Except for minor wording differences, the Amazon Personalize specific insights are the same as the single dataset insights you might generate when you analyze your data with Amazon Personalize. For example, the insights report in Data Wrangler includes insights such as "The Item interactions dataset has only X unique users with two or more interactions." But it doesn't include insights like "X% of items in the Items dataset have no interactions in the Item interactions dataset."
For a list of possible Amazon Personalize specific insights, see the insights that don't reference multiple datasets in Data insights.
Report examples
The look and feel of the Amazon Personalize report is the same as the general insights report in Data Wrangler. For examples of the general insights report, see Get Insights On Data and Data Quality in the Amazon SageMaker Developer Guide. The following example shows how the summary section of a report for an Item interactions dataset. It includes dataset statistics and some possible high priority Item interactions dataset warnings.

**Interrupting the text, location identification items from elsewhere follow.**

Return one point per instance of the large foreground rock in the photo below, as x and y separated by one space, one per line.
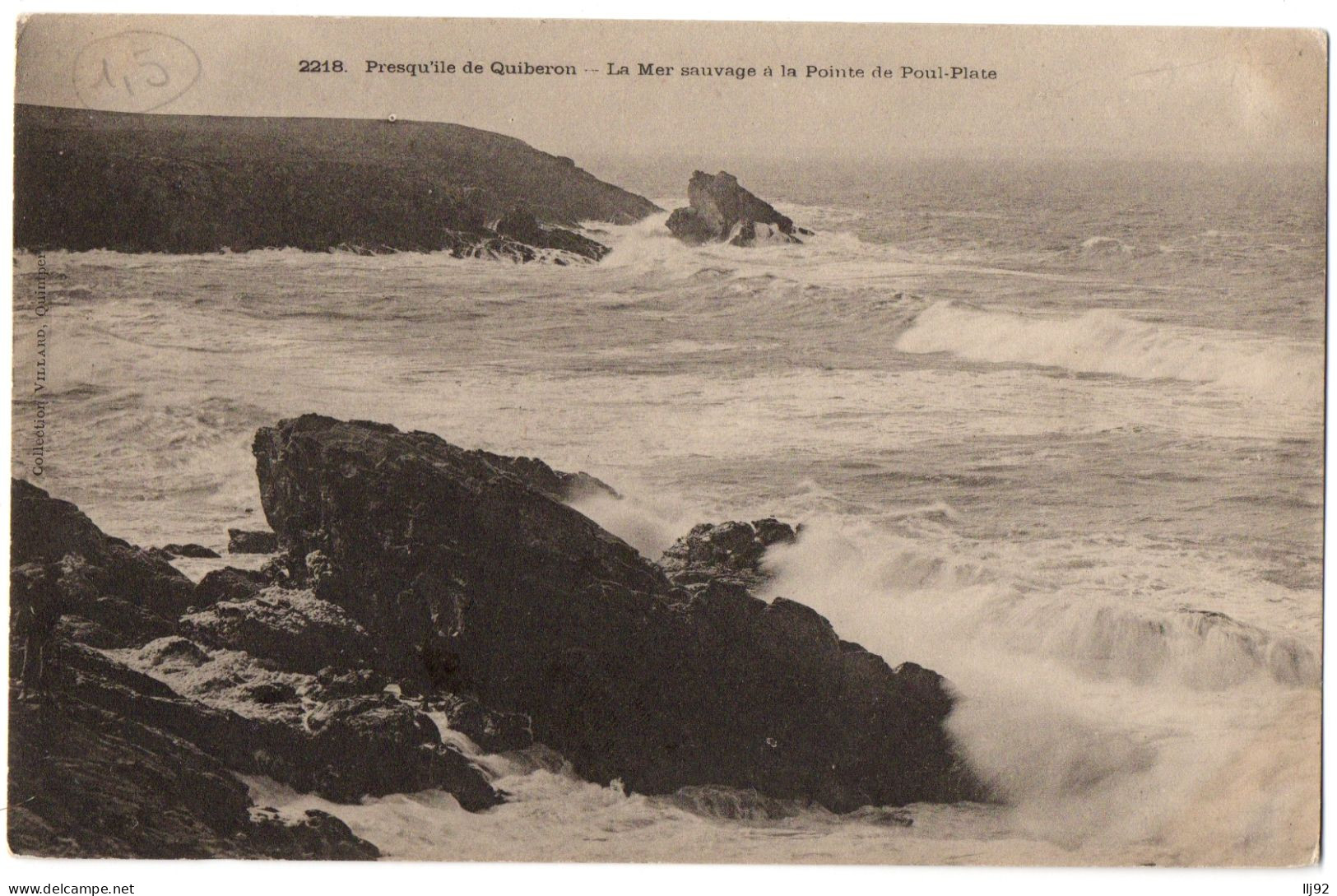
91 782
722 210
545 613
132 757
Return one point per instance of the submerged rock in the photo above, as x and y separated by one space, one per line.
169 551
250 542
722 210
91 782
520 225
228 583
47 530
624 673
494 731
149 724
725 551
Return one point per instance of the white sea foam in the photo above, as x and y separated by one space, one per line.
1105 341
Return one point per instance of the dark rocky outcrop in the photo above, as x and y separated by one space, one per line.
46 530
620 671
250 542
494 731
554 483
520 225
134 759
722 210
192 183
725 551
91 782
228 583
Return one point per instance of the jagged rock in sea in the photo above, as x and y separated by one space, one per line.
554 483
252 542
94 782
721 210
228 583
196 183
46 530
134 759
520 225
727 551
494 731
620 671
286 626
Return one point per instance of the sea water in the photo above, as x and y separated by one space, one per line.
1052 431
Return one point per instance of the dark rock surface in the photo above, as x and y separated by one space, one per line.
620 671
293 629
725 551
554 483
91 782
132 756
494 731
252 542
46 530
194 183
722 210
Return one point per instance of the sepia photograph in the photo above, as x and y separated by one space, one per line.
768 443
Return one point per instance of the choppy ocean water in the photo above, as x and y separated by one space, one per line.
1056 434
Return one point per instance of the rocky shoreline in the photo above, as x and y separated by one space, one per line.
198 183
411 574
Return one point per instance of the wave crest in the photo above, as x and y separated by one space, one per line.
1105 341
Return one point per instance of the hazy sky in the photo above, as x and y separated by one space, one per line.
1059 91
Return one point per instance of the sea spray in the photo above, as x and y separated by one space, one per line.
1105 341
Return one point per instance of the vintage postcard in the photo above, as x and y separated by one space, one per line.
666 442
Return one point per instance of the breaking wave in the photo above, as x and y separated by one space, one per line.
1105 341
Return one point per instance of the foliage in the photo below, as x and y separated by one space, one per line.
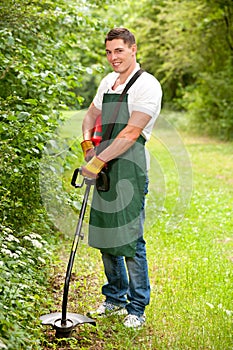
190 266
188 45
25 260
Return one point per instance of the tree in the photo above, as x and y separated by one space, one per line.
42 48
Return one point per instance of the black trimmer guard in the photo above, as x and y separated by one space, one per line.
65 330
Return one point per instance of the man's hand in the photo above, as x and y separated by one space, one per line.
93 167
88 150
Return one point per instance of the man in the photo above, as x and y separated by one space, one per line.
117 216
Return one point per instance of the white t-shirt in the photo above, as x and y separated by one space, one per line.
144 96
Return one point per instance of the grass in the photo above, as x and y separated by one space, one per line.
190 260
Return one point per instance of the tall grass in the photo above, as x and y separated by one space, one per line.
190 261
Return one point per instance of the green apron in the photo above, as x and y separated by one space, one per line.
114 225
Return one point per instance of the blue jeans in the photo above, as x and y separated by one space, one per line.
127 278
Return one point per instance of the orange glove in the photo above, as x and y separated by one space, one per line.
93 167
88 150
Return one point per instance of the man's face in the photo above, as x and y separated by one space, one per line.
121 57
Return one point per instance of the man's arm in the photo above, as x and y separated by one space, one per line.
127 137
89 121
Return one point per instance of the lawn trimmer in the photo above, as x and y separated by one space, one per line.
63 322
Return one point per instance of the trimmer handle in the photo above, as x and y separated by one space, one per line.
74 178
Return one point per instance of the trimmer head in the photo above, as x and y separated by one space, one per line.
64 329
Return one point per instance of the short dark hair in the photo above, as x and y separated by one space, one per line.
121 33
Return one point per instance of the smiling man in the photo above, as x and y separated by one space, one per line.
117 216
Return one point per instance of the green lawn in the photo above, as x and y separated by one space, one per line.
189 235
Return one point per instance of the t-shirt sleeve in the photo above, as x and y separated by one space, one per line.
98 99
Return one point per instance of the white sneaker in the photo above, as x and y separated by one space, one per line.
134 321
108 309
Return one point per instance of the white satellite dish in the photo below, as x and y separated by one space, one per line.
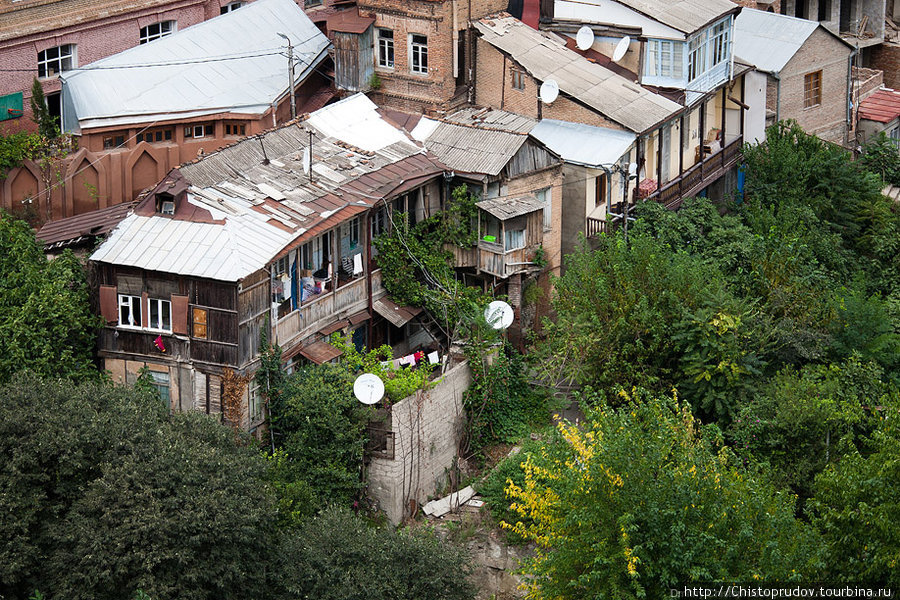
621 48
584 39
307 160
499 314
368 388
549 91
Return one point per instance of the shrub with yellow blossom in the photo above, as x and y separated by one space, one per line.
642 499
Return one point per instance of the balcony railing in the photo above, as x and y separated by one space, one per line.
699 176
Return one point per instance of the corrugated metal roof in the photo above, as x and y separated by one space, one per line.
545 56
233 62
583 144
244 212
686 16
507 208
492 118
83 228
471 149
769 40
883 106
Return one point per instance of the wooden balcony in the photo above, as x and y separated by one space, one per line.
492 258
319 311
594 227
698 177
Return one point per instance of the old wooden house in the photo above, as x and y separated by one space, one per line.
270 235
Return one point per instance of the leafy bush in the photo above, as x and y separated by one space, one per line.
339 556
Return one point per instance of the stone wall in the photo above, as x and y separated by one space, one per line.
427 428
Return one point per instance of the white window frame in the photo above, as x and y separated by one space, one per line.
129 301
255 403
154 31
162 382
163 310
418 54
385 48
230 7
66 59
545 197
665 58
513 239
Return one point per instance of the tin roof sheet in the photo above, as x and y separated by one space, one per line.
686 16
545 56
249 202
769 40
196 69
582 144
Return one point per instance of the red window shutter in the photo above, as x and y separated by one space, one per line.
109 303
179 314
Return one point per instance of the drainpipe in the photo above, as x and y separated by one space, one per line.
849 101
777 77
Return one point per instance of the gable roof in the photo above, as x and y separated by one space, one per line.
469 148
239 212
584 145
882 107
686 16
231 63
769 40
545 57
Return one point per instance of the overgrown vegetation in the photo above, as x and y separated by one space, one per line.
46 324
777 321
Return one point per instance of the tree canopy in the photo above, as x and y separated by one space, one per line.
46 323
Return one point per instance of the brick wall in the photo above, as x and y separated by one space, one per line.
821 52
427 428
94 40
493 87
886 57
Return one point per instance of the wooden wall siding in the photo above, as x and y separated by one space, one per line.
462 257
530 157
353 60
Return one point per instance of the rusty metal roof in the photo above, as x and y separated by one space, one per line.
545 56
82 230
473 149
882 107
506 208
686 16
397 314
251 202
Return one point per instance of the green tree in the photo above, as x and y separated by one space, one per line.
40 114
321 430
880 156
46 324
805 419
339 556
615 307
855 506
641 500
104 492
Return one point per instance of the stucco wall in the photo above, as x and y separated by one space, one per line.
427 429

The following example shows how the feature details section for an EVENT_TYPE column of an Item interactions dataset might appear in a report.
Generating the report
To generate the Data Quality and Insights Report for Amazon Personalize, you choose Get data insights for your transform and create an analysis.
To generate Data Quality and Insights Report for Amazon Personalize
-
Choose the + option for the transform you are analyzing. If you haven't added a transform, choose the + for the Data types transform. Data Wrangler adds this transform automatically to your flow.
-
Choose Get data insights. The Create analysis panel displays.
-
For Analysis type, choose Data Quality and Insights Report for Amazon Personalize.
-
For Dataset type, choose the type of Amazon Personalize dataset you are analyzing.
-
Optionally choose Run on full data. By default, Data Wrangler generates insights on only a sample of your data.
-
Choose Create. When analysis completes, the report appears.